Both OpenAI and Anthropic have now filed for initial public offerings, with Anthropic moving first and OpenAI filing quietly shortly after, according to NBC News and Memeburn. SpaceX is also heading toward a listing, creating an extraordinary moment where three of the most valuable private companies in the world are racing to go public at roughly the same time.
According to Bloomberg, the combined arrival of these giants could end what it describes as "Wall Street's era of stock scarcity" — a stretch of years when the most powerful and fastest-growing companies stayed private, locking out everyday investors. The Economist posed a more skeptical question: can the stock market actually absorb companies of this size and valuation?
According to TechCrunch, the frenzy is already spreading. Smaller startups are actively positioning themselves to "ride that SpaceX IPO wave," hoping the buzz around the marquee listings will lift investor appetite across the board.
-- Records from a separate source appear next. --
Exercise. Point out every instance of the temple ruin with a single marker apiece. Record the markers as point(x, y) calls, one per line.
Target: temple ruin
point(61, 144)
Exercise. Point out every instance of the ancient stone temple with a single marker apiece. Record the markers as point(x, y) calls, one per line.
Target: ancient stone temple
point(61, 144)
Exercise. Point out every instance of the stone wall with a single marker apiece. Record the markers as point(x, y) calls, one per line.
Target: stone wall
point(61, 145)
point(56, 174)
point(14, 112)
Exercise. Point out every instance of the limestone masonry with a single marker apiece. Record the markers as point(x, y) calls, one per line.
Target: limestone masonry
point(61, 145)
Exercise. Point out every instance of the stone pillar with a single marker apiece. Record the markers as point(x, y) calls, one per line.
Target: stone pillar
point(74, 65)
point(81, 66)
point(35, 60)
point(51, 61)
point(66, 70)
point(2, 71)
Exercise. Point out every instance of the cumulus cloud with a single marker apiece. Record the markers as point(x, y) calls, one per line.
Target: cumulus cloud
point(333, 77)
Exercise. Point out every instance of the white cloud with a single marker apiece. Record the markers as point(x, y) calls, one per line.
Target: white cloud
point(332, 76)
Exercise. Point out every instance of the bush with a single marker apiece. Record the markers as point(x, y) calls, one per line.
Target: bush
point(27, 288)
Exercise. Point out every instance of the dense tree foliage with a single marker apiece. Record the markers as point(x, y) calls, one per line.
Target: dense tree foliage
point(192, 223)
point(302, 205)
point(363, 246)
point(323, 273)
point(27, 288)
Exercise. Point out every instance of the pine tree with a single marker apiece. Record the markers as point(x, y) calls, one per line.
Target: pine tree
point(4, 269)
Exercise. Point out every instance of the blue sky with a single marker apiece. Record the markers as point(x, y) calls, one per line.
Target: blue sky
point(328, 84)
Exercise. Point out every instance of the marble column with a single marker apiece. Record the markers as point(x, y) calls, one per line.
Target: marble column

There is a subtler story running beneath the financial headlines. According to Fortune, both OpenAI CEO Sam Altman and Anthropic CEO Dario Amodei have recently pulled back from earlier warnings about AI triggering a jobs apocalypse — and Fortune ties that timing directly to their pursuit of blockbuster public offerings. Companies selling shares to the public tend to soften their most alarming talking points.
What makes this moment significant is that AI, long the domain of venture capitalists and sovereign wealth funds, is about to become something anyone with a brokerage account can own — shifting who has a financial stake in how this technology unfolds.